In this 5 Minute Analysis of the Kaggle Retail Data Analytics we explore historical sales data for 45 retail locations. In addition, we join two related supplementary data files to the main sales data file to dive into the relation between store type, fuel prices, and other indicators and how they might affect average weekly sales.
1. Load the Data and View its Structure
In this example, the steps for loading data is a little different from our previous posts because we are joining two supplementary data files to the main data set. The steps to follow are:
- Download and unzip the data onto your machine and access the Pivot Billions UI on your browser.
- Click the Add (+) icon from the data loader screen and select Drag & Drop.
- Drag your downloaded Features data set.csv, sales data-set.csv, and stores data-set.csv files to the Drag & Drop box in Pivot Billions.
- Select the left checkbox (Main) next to the sales data-set.csv file and the right checkbox (Join) next to the Features data set.csv file and the stores data-set.csv file.
- Click Column Preview at the top of the screen. The resulting preview will show the column labels and data types for both the main dataset and the data we are joining to it.
- Pivot Billions automatically will find common keys between the data sets which are identified by the Key symbol next to column labels.

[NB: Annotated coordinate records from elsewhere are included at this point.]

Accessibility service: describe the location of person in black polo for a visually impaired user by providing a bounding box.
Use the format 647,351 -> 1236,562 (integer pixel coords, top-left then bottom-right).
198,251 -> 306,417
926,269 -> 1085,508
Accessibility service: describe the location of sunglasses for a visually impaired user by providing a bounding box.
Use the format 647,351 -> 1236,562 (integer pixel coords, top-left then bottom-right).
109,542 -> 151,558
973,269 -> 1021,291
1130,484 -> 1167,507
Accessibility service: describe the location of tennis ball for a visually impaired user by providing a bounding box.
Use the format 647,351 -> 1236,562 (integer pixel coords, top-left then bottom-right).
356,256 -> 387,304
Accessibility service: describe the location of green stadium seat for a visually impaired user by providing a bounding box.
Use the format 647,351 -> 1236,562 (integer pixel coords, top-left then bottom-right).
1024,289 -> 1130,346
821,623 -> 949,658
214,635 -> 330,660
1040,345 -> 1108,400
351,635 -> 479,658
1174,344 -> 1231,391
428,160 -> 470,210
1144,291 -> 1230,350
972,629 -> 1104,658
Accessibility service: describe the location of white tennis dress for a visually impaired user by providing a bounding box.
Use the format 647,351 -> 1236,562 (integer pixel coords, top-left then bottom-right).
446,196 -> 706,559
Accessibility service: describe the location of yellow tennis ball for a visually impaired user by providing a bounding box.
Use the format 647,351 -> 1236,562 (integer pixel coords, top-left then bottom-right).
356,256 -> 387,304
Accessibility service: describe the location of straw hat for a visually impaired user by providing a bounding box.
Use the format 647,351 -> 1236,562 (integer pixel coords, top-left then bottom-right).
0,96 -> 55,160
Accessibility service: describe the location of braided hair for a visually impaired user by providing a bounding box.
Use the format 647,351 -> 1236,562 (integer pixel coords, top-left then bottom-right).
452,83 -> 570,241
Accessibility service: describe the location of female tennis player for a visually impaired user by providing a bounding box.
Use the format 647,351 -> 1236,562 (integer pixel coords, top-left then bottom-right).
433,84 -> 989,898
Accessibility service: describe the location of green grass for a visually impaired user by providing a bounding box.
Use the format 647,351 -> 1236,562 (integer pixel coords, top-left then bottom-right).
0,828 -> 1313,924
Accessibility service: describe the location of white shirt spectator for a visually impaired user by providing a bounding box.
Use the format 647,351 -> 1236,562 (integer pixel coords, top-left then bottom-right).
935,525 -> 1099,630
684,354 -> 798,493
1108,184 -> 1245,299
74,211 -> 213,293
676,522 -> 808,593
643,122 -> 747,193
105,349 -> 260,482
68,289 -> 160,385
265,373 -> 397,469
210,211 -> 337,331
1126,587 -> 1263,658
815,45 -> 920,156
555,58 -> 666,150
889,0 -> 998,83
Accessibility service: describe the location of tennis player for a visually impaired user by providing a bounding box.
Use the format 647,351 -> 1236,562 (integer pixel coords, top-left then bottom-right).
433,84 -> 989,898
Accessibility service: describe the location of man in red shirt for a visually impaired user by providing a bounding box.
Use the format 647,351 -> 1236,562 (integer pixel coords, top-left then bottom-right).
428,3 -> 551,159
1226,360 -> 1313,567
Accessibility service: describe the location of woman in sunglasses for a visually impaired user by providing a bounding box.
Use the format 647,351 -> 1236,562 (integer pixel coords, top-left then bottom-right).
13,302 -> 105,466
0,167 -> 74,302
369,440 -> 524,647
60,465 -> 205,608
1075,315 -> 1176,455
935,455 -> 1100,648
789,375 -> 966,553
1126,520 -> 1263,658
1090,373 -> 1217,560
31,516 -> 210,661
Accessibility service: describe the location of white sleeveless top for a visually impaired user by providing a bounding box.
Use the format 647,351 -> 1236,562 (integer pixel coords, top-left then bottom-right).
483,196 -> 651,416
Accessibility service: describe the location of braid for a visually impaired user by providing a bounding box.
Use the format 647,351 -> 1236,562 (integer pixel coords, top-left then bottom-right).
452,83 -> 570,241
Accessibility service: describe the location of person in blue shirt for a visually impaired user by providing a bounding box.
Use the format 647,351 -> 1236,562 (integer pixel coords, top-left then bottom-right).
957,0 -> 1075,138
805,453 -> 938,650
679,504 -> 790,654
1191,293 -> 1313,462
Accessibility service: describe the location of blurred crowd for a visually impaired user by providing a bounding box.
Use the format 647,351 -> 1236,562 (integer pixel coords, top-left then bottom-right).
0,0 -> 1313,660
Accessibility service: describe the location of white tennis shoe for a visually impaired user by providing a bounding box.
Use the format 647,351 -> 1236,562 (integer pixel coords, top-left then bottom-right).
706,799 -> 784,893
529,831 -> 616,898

You can modify keys here if you want, but for this example you can just use the ones selected as is.
- Click Import at the top of the screen to load your data into the Report UI.

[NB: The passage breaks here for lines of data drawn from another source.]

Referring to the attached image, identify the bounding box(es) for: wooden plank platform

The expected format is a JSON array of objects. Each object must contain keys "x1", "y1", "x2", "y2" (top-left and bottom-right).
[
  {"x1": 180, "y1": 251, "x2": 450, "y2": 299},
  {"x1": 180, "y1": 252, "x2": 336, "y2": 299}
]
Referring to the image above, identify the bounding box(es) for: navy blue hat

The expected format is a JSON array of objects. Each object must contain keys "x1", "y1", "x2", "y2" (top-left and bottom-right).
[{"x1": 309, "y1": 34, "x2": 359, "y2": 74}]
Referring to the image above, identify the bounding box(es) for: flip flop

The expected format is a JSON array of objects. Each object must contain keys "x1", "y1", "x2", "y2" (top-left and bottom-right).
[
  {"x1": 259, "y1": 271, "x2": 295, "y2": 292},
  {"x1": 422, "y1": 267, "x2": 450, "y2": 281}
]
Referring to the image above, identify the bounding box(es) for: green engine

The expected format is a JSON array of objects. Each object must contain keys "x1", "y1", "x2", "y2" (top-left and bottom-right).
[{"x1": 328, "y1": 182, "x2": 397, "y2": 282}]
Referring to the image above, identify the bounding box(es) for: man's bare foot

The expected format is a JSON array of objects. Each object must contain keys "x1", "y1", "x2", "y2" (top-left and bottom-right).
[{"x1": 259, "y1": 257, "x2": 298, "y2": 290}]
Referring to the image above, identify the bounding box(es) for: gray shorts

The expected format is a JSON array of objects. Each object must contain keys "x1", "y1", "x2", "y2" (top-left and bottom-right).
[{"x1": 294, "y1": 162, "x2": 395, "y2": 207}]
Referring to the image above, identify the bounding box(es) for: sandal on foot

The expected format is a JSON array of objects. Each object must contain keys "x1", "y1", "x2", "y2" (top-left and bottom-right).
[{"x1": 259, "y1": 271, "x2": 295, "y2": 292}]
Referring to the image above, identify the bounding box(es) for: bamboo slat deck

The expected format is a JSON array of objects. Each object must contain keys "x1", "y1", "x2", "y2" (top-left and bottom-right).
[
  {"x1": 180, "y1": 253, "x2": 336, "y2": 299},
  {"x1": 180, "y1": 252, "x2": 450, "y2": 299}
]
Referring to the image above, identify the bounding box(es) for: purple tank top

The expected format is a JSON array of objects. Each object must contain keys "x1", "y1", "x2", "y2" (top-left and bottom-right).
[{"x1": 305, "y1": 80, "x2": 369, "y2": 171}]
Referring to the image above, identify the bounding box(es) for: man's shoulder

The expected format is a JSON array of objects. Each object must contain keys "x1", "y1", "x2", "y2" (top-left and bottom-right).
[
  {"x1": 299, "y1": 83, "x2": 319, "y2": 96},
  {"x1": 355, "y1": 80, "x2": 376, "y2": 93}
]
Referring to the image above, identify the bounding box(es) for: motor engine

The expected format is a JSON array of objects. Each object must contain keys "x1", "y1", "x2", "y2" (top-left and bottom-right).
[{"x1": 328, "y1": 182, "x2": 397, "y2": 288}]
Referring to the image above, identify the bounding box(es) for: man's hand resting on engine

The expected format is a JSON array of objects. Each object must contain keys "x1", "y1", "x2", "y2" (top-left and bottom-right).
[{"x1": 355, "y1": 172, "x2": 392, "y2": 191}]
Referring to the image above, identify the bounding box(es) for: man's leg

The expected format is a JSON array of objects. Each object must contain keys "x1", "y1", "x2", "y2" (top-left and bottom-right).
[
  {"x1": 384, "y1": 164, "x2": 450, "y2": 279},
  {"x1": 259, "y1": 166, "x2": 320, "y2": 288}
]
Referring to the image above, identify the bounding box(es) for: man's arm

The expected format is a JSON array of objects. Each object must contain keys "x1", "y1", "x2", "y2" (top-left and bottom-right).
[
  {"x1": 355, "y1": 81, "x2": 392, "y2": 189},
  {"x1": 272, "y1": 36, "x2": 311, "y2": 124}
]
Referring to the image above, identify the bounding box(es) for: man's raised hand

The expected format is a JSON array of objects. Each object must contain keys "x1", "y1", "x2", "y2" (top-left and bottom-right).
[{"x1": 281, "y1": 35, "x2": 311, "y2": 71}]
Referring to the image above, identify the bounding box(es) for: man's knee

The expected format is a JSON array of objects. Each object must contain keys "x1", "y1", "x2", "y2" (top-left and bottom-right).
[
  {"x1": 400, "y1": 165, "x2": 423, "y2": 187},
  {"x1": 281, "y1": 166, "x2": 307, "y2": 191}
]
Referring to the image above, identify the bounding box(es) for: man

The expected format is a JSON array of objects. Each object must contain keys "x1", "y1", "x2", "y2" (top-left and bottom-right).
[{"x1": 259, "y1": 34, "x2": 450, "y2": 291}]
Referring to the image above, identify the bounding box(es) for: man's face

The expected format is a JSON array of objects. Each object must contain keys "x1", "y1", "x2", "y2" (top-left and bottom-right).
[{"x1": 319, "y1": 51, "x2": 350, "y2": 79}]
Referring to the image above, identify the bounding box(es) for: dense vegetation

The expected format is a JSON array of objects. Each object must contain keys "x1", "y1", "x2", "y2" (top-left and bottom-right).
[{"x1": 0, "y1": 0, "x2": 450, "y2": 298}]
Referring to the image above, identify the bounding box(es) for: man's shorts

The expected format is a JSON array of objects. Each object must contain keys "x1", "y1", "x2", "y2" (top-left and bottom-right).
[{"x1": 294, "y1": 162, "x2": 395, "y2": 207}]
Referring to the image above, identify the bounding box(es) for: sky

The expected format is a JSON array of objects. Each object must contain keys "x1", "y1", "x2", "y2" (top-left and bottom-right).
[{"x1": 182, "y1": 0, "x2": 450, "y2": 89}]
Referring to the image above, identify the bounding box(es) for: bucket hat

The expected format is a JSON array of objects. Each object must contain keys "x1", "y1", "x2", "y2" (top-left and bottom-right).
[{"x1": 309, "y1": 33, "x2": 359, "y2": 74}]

2. View and Explore the Data
After the data has been imported, we can see a total of 421,569 rows. This contains the data and features from each of the three separate data files from our original dataset. We did some preliminary exploration by sorting data to find highs and lows as well as selected the Distribution option to see the distribution of data based on data column.
3. Pivot and Report the Data
Next we used the Pivot tool to do some quick analysis of a single dimension's relationship to total and average weekly sales. The basic steps are:
- Select and open the Pivot tool and then select a Dimension like IsHoliday or Temperature for the pivot table.
- Select Weekly Sales as our Value and click View.
- In the resulting table, select the Pivot View option and then drag and drop the dimension we want to analyze into the columns area.
- Change the visualization to Table Barchart and then select the data Summation option to see the effect of the dimension on total Weekly Sales.
- Next change from Summation to Average to see effect on average Weekly Sales.
We did this same type of analysis for a few other dimensions which you can see below. We chose the Bar Chart visualization for these.
Store Type -Total
Store Size - Total
CPI - Total
Store Type - Average
Store Size - Average
CPI - Average
We are able to see that the CPI (consumer price index) and the IsHoliday dimensions affect total sales but have less of an effect on average sales. The Store Type and Store Size, however, seem to have a stronger correlation to both the total and average weekly sales.
In five minutes, we were able to run these as well as similar pivot charts using Temperature and Unemployment dimensions. These last two did not show a very strong correlation to total or average weekly sales. The next steps if we wanted to dive deeper would be to try to use two or more dimensions and see how they might relate to sales behavior. It would be a good idea to set some filters to better manage the size of the analysis.